CINCINNATI – A man said he feels “lucky to be alive” after a drunk wrong-way driver hit his car when he was driving home early Sunday.
Ryan Whitney was driving north on I-471 in Newport at about 3 a.m., just a few minutes from his home near Eden Park. He saw headlights coming his way. He tried to avoid the oncoming vehicle.
“She swerved toward the middle lane, so I swerve back over toward the left lane, and so we clipped on our passenger side, and I spun out toward the guard rail,” Whitney said.
The car was totaled, all the windows broken and even one of the rims was broken in half, he said.
Whitney grabbed his phone and jumped over the guardrail. He never got to see the other driver.
“They said she was too drunk to function, and did not have any idea what was going on,” he said.
Whitney said he felt fortunate to not have been seriously injured.
“I’m very lucky not to have been hit head-on,” he said.
Not everyone is as fortunate as Whitney. Recently, a wrong-way driver caused a crash on I-75 that killed him and another couple. The driver had reportedly been drinking before the crash.
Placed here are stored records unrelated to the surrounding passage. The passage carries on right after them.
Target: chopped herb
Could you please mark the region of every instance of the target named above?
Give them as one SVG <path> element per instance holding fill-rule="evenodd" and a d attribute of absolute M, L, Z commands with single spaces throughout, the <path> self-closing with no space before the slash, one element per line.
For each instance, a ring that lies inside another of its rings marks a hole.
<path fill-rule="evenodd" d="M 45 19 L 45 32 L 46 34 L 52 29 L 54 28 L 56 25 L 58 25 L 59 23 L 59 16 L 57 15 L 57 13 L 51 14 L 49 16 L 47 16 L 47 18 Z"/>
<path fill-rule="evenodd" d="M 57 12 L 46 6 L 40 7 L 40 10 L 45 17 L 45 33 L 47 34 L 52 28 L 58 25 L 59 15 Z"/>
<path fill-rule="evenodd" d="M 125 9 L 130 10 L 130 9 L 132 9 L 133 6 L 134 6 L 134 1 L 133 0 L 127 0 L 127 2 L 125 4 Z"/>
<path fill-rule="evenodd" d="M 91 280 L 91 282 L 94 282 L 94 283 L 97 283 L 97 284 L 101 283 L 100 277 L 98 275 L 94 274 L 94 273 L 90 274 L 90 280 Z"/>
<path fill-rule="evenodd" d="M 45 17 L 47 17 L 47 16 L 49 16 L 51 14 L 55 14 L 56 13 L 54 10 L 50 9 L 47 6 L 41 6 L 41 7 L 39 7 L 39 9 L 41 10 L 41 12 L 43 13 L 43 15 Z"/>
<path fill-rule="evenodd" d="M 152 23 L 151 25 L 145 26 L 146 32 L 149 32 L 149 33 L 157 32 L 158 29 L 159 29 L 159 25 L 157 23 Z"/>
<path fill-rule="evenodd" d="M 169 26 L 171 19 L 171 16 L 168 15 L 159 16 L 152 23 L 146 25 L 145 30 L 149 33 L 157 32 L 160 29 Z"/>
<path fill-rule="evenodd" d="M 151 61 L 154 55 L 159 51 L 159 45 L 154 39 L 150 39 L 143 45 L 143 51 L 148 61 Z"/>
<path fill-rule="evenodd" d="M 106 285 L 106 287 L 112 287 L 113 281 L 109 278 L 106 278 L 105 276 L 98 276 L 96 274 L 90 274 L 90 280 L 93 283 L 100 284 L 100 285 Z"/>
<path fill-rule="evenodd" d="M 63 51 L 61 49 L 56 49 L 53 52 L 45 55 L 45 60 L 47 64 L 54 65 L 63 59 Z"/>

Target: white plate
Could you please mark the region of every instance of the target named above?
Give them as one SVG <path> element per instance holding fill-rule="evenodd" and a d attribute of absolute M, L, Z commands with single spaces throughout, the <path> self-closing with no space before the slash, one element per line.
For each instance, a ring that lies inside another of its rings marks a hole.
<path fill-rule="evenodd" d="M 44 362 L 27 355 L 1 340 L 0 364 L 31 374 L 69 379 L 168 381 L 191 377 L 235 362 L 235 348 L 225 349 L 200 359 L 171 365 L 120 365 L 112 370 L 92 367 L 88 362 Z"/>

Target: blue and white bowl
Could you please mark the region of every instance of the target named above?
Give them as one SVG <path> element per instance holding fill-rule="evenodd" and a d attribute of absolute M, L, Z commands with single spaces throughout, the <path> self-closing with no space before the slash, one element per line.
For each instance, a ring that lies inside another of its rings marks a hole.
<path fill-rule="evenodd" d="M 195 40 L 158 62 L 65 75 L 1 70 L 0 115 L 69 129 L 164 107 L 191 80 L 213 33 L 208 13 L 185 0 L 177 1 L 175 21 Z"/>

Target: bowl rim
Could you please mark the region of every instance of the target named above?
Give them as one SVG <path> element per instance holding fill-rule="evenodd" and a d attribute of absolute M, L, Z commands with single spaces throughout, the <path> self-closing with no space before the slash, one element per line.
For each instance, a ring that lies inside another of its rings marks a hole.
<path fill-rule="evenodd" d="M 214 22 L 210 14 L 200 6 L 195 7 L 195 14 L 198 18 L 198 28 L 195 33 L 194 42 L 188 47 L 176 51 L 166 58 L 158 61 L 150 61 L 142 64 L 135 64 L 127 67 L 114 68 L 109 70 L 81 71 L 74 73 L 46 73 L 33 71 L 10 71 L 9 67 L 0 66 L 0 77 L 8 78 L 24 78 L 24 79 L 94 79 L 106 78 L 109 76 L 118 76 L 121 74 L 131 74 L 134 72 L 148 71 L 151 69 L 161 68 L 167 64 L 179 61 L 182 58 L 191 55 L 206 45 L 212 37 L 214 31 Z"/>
Also, on Saturday a motorcyclist was killed after he crossed the double yellow line and collided with a SUV and another motorcycle. Deputies said they suspected alcohol was a factor in that crash.
Of the 761 highway fatalities in Kentucky last year, nearly 20 percent involved alcohol, according to officials with the Kentucky Transportation Cabinet. More than 30 percent of the 1,030 fatal crashes in Ohio last year involved alcohol, according to the Ohio Department of Public Safety.
“The big takeaway that I want people to have is to realize … you’re not only putting yourself in danger,” Whitney said. “You’re putting countless other people in danger.”